Wone havia trazido muitos problemas. Sua mãe ficara possessa de raiva e seu pai queria deserdar-la. Xingamentos não bastavam para aquele imundo, queria tirar tudo que era dela, por ter fugido com um homem, e eu, ser esse homem... Bem, piorava mais as coisas. Ter o tipo de vida que eu tinha, não facilitava muito as coisas. Não importa onde você viva, as pessoas vão falar. Seja cidade pequena ou não, as pessoas vão falar. No meu caso, a cidade era grande o suficiente para que muitos falassem juntos.

Seu pai chegou a vir bater na porta de casa, querendo obrigar-me a me casar com sua linda filha desonrada. Não aceitei, não deixei que me obrigasse. Suas ameaças nada significavam para mim. Ela era completamente responsável por seus atos, eu também... O que ele queria que eu fizesse? Ele que cuidasse daquilo que cultivou. Minhas palavras eram claras e agressivas...

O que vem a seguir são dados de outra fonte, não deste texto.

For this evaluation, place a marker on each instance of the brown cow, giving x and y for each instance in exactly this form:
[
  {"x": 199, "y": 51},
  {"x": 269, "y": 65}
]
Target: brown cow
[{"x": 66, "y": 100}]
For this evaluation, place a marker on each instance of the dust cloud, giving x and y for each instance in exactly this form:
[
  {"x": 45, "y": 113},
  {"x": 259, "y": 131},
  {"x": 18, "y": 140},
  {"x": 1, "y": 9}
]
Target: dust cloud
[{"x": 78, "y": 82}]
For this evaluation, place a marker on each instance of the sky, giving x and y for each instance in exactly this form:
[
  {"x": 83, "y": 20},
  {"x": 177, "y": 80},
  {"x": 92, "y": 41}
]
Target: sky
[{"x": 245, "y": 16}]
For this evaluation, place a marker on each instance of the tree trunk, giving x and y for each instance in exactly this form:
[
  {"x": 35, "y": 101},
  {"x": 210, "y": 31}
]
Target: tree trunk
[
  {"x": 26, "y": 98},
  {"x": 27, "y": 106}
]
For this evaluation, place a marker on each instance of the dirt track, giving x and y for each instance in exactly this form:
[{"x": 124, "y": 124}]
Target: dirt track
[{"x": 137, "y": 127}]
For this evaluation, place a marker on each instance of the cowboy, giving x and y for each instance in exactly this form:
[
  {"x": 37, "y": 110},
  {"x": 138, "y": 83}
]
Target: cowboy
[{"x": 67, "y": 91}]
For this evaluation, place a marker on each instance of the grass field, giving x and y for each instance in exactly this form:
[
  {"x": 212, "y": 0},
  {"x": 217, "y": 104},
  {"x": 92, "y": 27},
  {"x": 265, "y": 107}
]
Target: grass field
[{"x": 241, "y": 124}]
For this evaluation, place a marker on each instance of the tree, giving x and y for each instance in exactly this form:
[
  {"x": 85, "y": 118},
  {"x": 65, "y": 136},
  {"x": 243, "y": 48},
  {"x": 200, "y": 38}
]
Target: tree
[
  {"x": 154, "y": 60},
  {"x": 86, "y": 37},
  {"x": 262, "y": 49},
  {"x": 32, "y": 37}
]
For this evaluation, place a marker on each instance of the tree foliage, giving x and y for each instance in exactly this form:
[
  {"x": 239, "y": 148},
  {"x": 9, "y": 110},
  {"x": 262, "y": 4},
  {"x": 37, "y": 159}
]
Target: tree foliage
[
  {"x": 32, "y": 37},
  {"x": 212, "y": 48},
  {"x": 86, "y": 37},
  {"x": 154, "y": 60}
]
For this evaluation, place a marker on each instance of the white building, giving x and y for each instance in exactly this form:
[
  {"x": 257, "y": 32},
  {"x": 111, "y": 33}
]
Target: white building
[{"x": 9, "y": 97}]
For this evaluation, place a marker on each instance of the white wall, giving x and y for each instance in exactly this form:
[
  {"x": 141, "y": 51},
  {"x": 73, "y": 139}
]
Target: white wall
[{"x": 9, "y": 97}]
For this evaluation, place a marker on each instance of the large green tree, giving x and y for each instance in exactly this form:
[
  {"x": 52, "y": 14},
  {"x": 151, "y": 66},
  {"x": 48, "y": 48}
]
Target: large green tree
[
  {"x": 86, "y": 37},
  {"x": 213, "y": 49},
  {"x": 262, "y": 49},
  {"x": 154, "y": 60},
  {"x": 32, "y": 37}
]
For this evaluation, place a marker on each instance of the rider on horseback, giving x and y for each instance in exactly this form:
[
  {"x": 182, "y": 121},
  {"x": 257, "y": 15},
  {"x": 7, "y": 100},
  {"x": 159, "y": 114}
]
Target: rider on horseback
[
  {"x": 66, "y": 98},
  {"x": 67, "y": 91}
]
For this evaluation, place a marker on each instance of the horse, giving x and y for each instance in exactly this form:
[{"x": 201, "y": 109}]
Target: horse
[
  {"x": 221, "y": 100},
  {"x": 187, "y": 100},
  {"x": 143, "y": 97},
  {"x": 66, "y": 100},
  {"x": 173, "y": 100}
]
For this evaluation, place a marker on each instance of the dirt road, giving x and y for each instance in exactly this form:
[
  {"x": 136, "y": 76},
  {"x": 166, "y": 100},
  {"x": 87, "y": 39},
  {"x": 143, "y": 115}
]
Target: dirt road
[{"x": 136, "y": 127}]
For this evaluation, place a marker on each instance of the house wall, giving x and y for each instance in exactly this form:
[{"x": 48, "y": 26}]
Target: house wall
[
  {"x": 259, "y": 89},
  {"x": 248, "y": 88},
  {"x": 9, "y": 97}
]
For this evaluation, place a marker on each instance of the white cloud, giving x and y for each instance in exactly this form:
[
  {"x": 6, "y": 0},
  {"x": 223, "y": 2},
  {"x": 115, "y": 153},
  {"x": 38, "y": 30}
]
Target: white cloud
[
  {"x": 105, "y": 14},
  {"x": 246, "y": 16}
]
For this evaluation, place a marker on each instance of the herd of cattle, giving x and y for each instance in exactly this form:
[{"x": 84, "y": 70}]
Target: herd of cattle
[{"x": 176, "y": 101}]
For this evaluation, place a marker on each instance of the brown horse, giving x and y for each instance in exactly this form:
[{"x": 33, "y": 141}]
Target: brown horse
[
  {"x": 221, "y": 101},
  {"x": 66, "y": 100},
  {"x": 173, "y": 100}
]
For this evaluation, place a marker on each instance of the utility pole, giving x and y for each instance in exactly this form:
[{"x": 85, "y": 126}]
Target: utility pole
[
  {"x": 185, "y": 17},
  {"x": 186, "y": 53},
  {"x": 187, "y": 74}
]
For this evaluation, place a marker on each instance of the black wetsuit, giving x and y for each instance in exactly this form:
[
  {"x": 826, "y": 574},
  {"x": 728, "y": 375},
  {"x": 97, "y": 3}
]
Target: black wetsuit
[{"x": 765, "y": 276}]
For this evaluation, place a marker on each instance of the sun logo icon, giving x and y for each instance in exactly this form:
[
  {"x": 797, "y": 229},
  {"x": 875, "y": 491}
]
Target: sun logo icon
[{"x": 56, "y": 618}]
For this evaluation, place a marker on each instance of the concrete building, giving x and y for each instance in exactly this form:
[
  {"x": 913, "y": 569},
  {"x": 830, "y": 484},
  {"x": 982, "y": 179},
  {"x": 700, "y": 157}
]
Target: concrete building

“Um pai bom, chefe de família, jamais deveria ter deixado isso acontecer. Mas, onde estava você quando tudo isso aconteceu? Bebendo, claro. Deveria cuidar melhor da sua esposa também.”

Não devo falar que isso o deixou completamente irado em sua raiva. Mas, o que ele esperava de mim? Eu me casaria com Wone, mil vezes se fosse preciso, mas, diante dessas circunstâncias? Não, jamais. Muitas pessoas demoram para entender, mas, eu entendi rápido: Ninguém mandava em mim.

Wone foi enviada a um convento, aonde realmente se perverteu. Saia escondida a noite para fazer o que uma freira normalmente não faria. Não digo que ela se prostituiu, porque, jamais a vi cobrar, entretanto, isso não mudava o fato dela ter passado em mão em mão. Cheguei a vê-la algumas vezes pelas ruas, mas, ela nunca me viu – ou nunca quis ver, não sei.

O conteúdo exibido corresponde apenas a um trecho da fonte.